L’Ucraina chiede l’esclusione della Russia dalla Biennale d’Arte
La presidenza della Biennale aveva precedentemente chiarito che ogni Stato riconosciuto dalla Repubblica Italiana possiede l’autonomia per richiedere la propria presenza, ribadendo il ruolo della rassegna come spazio di confronto e libertà artistica.
Sulla questione è intervenuto il Ministro della Cultura, Alessandro Giuli, precisando attraverso una nota la contrarietà del Governo alla presenza della delegazione russa, pur sottolineando l’autonomia decisionale dell’ente veneziano. Il presidente della Biennale, Pietrangelo Buttafuoco, ha richiamato il concetto della Tregua Olimpica, auspicando che l’evento possa rappresentare un momento in cui il dialogo tra i popoli prevalga sui conflitti bellici.
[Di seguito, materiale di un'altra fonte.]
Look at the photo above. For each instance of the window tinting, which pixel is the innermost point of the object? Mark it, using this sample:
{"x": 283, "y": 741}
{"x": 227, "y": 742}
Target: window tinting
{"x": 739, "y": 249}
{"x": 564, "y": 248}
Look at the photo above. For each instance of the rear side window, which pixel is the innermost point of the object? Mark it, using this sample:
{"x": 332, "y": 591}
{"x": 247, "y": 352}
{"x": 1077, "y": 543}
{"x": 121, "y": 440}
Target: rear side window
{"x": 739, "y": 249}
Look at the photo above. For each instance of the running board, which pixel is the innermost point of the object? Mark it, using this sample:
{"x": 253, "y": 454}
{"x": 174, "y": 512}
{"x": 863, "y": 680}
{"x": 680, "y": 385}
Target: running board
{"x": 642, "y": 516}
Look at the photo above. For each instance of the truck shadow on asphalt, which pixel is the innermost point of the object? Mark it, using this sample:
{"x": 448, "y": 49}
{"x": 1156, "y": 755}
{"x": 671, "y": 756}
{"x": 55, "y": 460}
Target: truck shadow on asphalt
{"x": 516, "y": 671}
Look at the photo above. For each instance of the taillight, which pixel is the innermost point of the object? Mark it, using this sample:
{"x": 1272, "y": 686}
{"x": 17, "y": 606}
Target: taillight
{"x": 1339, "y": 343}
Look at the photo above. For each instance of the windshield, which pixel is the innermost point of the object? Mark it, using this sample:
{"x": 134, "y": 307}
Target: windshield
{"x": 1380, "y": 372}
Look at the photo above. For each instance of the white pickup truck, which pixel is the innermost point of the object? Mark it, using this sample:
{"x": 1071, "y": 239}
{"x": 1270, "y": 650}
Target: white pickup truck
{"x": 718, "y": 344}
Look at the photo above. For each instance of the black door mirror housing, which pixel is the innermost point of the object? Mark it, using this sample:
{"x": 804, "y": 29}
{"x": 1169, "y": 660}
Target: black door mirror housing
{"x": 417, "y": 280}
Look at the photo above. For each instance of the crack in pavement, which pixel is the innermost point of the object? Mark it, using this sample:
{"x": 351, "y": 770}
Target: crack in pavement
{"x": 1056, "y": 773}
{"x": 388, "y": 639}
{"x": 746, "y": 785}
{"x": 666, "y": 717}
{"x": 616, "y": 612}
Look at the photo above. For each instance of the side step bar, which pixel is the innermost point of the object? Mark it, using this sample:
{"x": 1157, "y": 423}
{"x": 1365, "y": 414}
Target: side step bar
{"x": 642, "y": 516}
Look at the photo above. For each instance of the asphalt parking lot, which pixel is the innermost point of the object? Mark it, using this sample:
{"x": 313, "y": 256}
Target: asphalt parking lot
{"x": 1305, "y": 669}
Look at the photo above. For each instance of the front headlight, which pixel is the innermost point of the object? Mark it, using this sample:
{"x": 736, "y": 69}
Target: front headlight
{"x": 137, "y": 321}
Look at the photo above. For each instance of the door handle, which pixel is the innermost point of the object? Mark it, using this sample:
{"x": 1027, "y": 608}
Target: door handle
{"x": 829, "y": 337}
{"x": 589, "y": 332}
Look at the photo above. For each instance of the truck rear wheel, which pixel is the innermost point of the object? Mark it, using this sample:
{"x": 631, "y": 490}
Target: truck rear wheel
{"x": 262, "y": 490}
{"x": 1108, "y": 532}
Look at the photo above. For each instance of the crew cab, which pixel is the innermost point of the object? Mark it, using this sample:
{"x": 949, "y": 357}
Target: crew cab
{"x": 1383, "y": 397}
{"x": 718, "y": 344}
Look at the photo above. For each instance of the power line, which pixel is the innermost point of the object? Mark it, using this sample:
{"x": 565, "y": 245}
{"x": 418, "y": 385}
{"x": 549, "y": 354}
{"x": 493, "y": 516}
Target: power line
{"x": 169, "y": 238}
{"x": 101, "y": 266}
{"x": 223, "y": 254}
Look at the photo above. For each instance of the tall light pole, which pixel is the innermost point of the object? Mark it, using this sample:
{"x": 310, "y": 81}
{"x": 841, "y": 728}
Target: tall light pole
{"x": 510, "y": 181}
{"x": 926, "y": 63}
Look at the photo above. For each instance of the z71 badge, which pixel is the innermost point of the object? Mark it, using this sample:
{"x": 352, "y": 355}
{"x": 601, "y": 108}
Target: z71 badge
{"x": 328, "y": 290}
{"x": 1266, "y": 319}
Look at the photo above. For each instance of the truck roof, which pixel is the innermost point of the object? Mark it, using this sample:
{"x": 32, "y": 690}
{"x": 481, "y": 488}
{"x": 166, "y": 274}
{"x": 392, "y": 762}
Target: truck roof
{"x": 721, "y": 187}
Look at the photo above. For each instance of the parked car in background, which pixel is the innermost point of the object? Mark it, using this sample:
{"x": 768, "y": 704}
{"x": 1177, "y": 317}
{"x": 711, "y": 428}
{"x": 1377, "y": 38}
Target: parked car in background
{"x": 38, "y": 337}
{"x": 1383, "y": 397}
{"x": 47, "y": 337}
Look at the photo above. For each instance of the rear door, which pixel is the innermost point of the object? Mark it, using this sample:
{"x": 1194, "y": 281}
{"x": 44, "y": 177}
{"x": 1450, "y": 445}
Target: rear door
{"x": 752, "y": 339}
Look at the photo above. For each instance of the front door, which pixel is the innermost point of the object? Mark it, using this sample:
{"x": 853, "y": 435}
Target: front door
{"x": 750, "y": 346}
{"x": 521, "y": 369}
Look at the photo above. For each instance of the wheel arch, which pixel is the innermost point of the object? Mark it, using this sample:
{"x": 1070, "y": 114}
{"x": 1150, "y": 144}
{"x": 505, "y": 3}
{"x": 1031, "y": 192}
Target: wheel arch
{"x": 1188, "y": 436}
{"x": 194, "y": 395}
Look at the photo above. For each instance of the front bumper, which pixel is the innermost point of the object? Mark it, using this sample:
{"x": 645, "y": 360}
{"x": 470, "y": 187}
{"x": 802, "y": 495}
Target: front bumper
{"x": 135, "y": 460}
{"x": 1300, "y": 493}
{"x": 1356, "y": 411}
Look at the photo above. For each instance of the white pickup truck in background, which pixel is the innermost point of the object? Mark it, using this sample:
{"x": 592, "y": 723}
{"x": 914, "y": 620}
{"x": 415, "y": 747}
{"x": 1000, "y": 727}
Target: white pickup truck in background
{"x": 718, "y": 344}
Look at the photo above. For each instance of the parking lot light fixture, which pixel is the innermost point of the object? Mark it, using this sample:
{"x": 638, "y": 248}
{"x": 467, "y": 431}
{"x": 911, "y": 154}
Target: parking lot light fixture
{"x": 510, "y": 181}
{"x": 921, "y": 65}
L’organizzazione ha inoltre ribadito il rifiuto di ogni forma di censura, definendo Venezia un luogo deputato alla libera espressione.
Le proteste
Il collettivo russo Pussy Riot ha annunciato l’intenzione di inscenare manifestazioni di dissenso contro la partecipazione del proprio Paese d’origine.
Secondo le attiviste, i regimi autoritari utilizzerebbero le manifestazioni artistiche internazionali per legittimare e normalizzare l’esercizio del proprio potere. La controversia si inserisce in un dibattito più ampio che coinvolge non solo le istituzioni culturali ma anche il mondo dello sport, in merito all’opportunità di imporre veti o sanzioni alle rappresentanze nazionali in contesti di crisi internazionale.